Putting A Spotlight On Women

March is a busy month. Along with serving as the official start of Spring, it’s also when Women’s History Month and International Women’s Day take place. It’s the time of year when we pay attention to the strides that women have made in the past, as well as highlight the work that needs to continue for us to achieve true gender equality. 

But one interesting area where women have had the opportunity to excel independently of male approval is in the beauty world. Whether selling health and beauty products door-to-door or building beauty empires from the ground up, the beauty industry has been one space where women have experienced more autonomy from the start. 

Why Women’s Rights Matter

Historically, women have normally been an underrepresented and disadvantaged class worldwide.

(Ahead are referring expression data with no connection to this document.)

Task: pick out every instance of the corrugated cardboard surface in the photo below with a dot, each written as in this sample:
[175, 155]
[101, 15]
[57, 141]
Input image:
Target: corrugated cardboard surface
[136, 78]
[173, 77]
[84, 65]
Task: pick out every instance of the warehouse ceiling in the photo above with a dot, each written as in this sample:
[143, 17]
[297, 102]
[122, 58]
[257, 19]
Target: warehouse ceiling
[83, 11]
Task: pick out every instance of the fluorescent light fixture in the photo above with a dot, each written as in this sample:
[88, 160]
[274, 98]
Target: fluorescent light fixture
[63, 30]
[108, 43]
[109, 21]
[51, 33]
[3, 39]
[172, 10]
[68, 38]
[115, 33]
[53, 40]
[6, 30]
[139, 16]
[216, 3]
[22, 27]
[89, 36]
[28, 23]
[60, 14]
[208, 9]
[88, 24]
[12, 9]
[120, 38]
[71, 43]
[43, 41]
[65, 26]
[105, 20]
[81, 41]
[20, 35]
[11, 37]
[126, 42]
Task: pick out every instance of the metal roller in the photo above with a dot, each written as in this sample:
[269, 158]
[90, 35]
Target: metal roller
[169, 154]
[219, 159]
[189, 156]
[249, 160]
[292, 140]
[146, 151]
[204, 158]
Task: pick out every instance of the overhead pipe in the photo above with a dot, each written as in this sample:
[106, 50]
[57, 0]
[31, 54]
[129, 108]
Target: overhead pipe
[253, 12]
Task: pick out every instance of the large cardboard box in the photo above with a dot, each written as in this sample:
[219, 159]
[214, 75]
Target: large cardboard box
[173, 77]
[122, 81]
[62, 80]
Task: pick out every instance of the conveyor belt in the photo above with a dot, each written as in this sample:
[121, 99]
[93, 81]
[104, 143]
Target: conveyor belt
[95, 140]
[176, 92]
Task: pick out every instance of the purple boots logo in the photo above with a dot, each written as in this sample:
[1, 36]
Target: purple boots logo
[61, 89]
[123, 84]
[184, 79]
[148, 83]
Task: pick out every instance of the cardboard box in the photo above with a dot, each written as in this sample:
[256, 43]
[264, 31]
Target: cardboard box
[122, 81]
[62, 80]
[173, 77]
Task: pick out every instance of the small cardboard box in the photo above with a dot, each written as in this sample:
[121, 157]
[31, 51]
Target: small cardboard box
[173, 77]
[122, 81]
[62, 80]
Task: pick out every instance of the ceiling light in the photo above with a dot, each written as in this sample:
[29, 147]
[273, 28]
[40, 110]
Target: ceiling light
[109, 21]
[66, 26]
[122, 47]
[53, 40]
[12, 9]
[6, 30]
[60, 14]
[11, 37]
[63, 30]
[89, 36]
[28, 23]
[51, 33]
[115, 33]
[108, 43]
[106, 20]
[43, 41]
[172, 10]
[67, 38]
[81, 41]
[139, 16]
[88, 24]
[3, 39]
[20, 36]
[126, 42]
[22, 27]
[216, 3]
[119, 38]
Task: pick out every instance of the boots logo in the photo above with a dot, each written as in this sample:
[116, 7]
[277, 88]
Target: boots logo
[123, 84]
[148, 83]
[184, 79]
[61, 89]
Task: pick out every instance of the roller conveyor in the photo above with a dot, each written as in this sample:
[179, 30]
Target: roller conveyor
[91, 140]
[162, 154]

While there are hallmark moments where women have served as rulers or attained independent wealth that offered the freedom to make decisions without male input, this has not been the norm. 

Typically across societies, women were viewed as extensions of male relatives or husbands. As such, they weren’t able to freely participate in society. From owning land, securing a job, choosing when to get pregnant, or even managing their finances, these activities that many of us view as a standard practice were and continue to be anything but for many women. But let’s take a look at a few pioneering beauty mavens who carved out a space for themselves in times that weren’t always hospitable to female entrepreneurs. 

Madam CJ Walker

Madam CJ Walker
by Scurlock Studio (Washington, D.C.) (photographers)., Public domain / Cropped from original

Madam CJ Walker is best known as the first female self-made millionaire in the United States. While this feat alone is pretty impressive, it’s even more awe-inspiring when you realize that she was a Black woman who achieved these heights at a time when Black wealth wasn’t common or encouraged in the mainstream. 

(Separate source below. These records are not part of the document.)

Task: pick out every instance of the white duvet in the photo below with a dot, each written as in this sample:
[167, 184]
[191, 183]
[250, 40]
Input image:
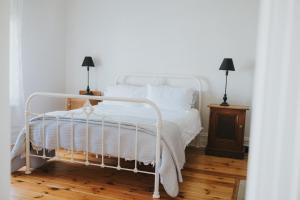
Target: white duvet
[178, 129]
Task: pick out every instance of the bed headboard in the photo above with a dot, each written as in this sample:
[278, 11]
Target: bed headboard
[172, 80]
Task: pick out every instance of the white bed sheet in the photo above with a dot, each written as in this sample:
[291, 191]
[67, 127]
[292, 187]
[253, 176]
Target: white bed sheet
[184, 124]
[188, 121]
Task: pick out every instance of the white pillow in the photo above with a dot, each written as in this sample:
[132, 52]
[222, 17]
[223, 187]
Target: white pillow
[170, 98]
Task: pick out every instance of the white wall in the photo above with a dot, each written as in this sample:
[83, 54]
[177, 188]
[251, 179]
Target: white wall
[170, 36]
[44, 49]
[4, 100]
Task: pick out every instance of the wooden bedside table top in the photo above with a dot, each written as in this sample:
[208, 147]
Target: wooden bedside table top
[236, 107]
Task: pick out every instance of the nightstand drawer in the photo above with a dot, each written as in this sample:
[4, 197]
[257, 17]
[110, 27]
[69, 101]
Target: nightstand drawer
[226, 131]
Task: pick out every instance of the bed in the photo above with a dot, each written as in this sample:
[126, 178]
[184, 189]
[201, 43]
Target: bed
[143, 118]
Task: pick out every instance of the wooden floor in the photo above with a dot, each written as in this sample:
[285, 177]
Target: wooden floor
[205, 177]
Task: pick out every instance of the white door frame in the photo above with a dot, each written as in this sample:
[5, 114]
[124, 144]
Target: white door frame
[4, 100]
[274, 159]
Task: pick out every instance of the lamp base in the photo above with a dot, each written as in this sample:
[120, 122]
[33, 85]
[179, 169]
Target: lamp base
[88, 93]
[224, 104]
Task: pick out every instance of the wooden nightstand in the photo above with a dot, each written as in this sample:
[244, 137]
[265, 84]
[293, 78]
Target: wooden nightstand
[73, 103]
[226, 131]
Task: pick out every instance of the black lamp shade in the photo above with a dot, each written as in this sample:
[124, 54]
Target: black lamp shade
[88, 62]
[227, 65]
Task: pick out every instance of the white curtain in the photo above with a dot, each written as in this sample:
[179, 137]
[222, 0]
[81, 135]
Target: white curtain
[16, 74]
[274, 159]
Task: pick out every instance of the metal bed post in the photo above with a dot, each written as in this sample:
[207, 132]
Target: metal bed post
[27, 142]
[86, 162]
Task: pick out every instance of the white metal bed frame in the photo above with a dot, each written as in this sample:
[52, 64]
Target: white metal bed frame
[88, 110]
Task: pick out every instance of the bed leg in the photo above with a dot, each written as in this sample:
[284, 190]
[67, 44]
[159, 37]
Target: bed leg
[27, 145]
[156, 186]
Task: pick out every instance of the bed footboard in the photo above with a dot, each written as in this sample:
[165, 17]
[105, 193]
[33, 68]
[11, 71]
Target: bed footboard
[88, 110]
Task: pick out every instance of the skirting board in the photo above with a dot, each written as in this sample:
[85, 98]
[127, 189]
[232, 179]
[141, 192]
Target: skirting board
[203, 140]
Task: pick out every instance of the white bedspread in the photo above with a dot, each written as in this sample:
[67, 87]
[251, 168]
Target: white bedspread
[178, 129]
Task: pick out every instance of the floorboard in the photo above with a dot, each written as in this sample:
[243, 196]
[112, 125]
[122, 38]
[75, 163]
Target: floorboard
[205, 177]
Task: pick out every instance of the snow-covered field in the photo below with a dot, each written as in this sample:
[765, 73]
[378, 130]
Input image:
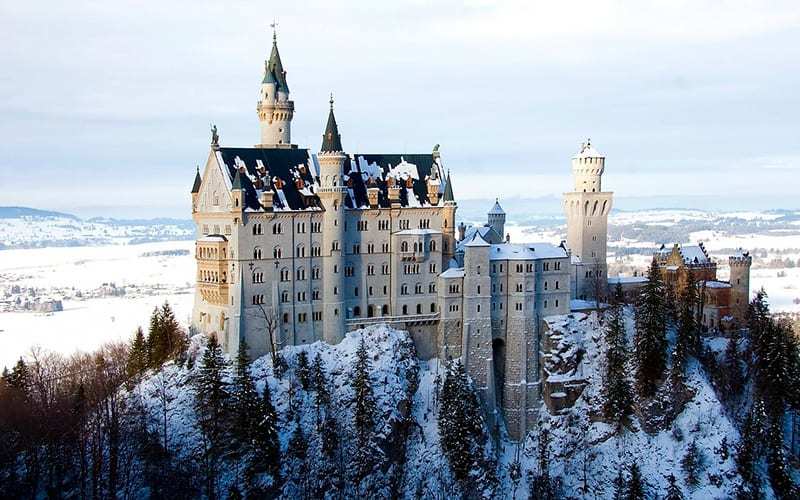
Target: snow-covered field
[72, 274]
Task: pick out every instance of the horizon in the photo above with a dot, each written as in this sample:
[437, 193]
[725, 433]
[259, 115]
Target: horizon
[694, 107]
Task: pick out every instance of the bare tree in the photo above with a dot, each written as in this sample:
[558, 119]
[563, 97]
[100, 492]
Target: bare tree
[270, 318]
[162, 393]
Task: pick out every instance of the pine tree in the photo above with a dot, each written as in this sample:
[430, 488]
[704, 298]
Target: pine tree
[211, 407]
[137, 358]
[265, 457]
[303, 373]
[617, 393]
[245, 402]
[686, 338]
[620, 483]
[732, 368]
[319, 382]
[650, 342]
[154, 341]
[779, 476]
[692, 464]
[634, 489]
[673, 490]
[460, 424]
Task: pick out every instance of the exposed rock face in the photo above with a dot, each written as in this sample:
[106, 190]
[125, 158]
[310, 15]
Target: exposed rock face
[562, 356]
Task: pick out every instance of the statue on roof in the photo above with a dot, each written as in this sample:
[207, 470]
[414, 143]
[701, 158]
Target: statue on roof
[214, 135]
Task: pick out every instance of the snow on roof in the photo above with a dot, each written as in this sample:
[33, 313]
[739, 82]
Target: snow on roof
[588, 151]
[477, 241]
[529, 251]
[508, 251]
[496, 209]
[419, 231]
[212, 238]
[694, 254]
[453, 272]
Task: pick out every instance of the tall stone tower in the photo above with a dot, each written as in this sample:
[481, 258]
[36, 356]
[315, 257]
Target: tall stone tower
[448, 223]
[497, 219]
[476, 350]
[275, 110]
[740, 285]
[331, 193]
[587, 208]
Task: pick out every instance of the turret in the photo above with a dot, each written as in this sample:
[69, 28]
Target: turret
[587, 169]
[332, 190]
[497, 219]
[740, 264]
[275, 110]
[196, 189]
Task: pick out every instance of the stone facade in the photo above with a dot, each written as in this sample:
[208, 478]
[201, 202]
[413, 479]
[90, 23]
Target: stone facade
[295, 247]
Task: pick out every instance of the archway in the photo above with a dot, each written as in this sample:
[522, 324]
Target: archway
[499, 362]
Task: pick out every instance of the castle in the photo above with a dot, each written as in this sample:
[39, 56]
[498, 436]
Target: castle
[295, 247]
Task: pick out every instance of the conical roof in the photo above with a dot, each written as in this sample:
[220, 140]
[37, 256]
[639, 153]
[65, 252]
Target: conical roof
[497, 209]
[331, 139]
[274, 70]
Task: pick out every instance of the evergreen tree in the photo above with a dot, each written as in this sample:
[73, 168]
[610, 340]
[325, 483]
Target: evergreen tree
[650, 341]
[634, 490]
[154, 341]
[732, 368]
[779, 477]
[211, 407]
[617, 393]
[245, 402]
[319, 382]
[460, 425]
[673, 490]
[303, 372]
[692, 464]
[620, 483]
[363, 414]
[686, 339]
[137, 358]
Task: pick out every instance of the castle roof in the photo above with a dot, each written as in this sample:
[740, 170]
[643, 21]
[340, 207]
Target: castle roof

Born Sarah Breedlove just after the end of slavery in 1867, it wouldn’t be until the turn of the century between 1905 and 1906 that the Madame CJ Walker brand would debut. This collection of hair care and beauty products was catered specifically to Black women. The business began as a door-to-door strategy which later thrived and became the Madame CJ Walker Company. While Walker passed away in 1919, the brand continues to exist today — although the focus has shifted from relaxers to more inclusive hair care that encourages textures rather than straightening them.

Elizabeth Arden

Elizabeth Arden
by New York World-Telegram and the Sun staff photographer: Fisher, Alan., Public domain / Cropped from original

Before Ulta and Sephora, there was Elizabeth Arden and the Red Door storefront. This New York shop was created by Elizabeth Arden, a nurse turned beauty aficionado who became interested in biochemistry. After moving to New York and working in salons, she began to develop her products and marketed them under her name. 

In 1910, Arden opened her first store with an iconic red door. Initially, the brand started as a skin care-only operation. But she later incorporated color cosmetics after visiting Paris during World War I and being influenced by Parisian beauty trends with mascara and eye shadow.

Mary Kay

Mary Kay
by LizaKoz, CC BY-SA 4.0 / Cropped from original

Consultant-based sales strategies aren’t a new concept. Most of us know of at least one person in our social circle that’s selling makeup, skincare, home goods, or clothing. But one of the most iconic of those businesses is Mary Kay. Originally founded as Beauty by Mary Kay in 1963 by Mary Kay Ash, the business initially began as a storefront operation. 

However, she later realized that women would feel more comfortable in their homes, and shifted the business model to door-to-door sales. Today, Mary Kay is still bringing beauty to consumers in the comfort of their homes, all with that iconic pink packaging. 

When Women Succeed, Society Benefits

While women are by no means limited to the beauty industry, it was one early avenue that allowed for independence and autonomy in a time when women — regardless of race — weren’t afforded that option. To this day, the beauty industry continues to be a space where female entrepreneurs can dominate with ease. 

Whether launching independent beauty brands or working as consultants for door-to-door sales firms like Mary Kay, Avon, and more, this industry is one line where representation for strong, independent women that are taking control of their futures isn’t lacking.